Howell25 has presented the results of 48 shape matched TKA's implanted with patient-specific MRI-based cutting blocks. At three months postop 60% of patients rated their knee as "nearly normal" and 35% as "normal". The postoperative coronal mechanical alignment was 1.4 ±2.8° valgus with slight varus tibial component alignment and slight compensatory femoral component valgus, resulting in a joint line obliquity consistent with normal knee anatomy. Studies suggesting this alignment of the tibial component may increase failure rates8-10, 27 reviewed outdated implants and assessed alignment only with short knee films, which are inadequate for assessing coronal knee alignment28-31. RSA studies have not shown individual TKA component alignment to be associated with an increased risk of prosthetic loosening32-34. In a pilot study of four patients managed with patient-specific MRI-based cutting blocks to shape matched aligned TKA's, Klatt et al.35 reported problems with malalignment. The cutting blocks in two of the four patients were later found to be inaccurate due to an MRI alignment error that has subsequently been resolved, and the authors used short knee films, which are inadequate at assessing coronal knee alignment28-31.

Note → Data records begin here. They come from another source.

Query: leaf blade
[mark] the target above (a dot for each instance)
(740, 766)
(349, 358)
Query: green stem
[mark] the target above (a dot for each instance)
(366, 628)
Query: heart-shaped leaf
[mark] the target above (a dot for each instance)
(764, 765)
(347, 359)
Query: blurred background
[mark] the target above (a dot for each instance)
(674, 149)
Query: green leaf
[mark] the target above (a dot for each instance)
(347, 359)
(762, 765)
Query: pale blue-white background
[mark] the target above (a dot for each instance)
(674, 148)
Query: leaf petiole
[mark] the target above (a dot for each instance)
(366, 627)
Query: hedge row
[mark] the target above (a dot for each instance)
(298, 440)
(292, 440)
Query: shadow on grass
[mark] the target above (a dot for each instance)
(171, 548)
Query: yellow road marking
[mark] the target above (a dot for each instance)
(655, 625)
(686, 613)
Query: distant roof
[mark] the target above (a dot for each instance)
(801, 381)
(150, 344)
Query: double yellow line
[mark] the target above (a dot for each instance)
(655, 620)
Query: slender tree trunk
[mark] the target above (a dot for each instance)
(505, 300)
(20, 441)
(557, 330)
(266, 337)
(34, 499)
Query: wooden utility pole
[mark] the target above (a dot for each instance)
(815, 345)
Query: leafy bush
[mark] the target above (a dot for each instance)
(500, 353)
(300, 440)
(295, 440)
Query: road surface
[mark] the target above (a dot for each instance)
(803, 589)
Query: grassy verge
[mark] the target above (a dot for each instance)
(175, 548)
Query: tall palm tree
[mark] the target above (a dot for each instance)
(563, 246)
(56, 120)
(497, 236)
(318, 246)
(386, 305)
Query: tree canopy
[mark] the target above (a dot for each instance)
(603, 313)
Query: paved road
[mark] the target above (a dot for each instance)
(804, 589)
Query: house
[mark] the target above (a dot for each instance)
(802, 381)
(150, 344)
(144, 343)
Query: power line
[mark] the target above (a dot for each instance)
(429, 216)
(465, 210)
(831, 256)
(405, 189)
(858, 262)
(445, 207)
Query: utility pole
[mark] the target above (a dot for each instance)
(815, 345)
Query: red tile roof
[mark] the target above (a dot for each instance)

Howell36 suggests that the traditional concept of a hypoplastic lateral femoral condyle in the valgus knee does not occur, and that instead the supposedly hypoplastic lateral femoral condyle of the valgus knee is of a similar radius to the medial femoral condyle, but translated proximally. Shape matching a valgus knee results in pre-disease alignment and as such, varus and valgus knees are amenable to shape matched alignment25. However, shape matched alignment is not suitable for every knee. The pre-disease alignment of the knee cannot be accurately assessed in cases of post-traumatic arthritis and in cases of where significant bone destruction has occurred, such as severe inflammatory or post-septic arthritis. The perioperative experience and outcome of shape matched TKA for knees exceeding 15° of coronal malalignment has not been reported. Nonetheless, shape matched alignment is suitable for the vast majority of patients undergoing TKA. As with all procedures, common sense must prevail and when performing a shape matched TKA, the surgeon should ensure that bone cuts are of an appropriate thickness for the planned prosthesis, accounting for wear and saw kerf.

Unlike conventional total knee arthroplasty, shape matched TKA aligns both the limb and the implants to the individual patient's pre-arthritic state. By considering each patient as an individual rather than an average, shape matched TKA aims to improve patient satisfaction without compromising implant longevity. Shape matched TKA as a concept needs further validation and clearly more research is required. As such, shape matched TKA should be introduced with caution in a phased innovation fashion37.

Disclosures:
Dr. Dunbar is a consultant for and receives royalties from Stryker, is an editorial board member for Journal of Bone and Joint Surgery (British) and The Journal of Knee Surgery, and is a board member of the Medical Advisory Board of the Arthritis Society of Canada. Institutional support is received from Stryker, Zimmer, DePuy and Smith & Nephew.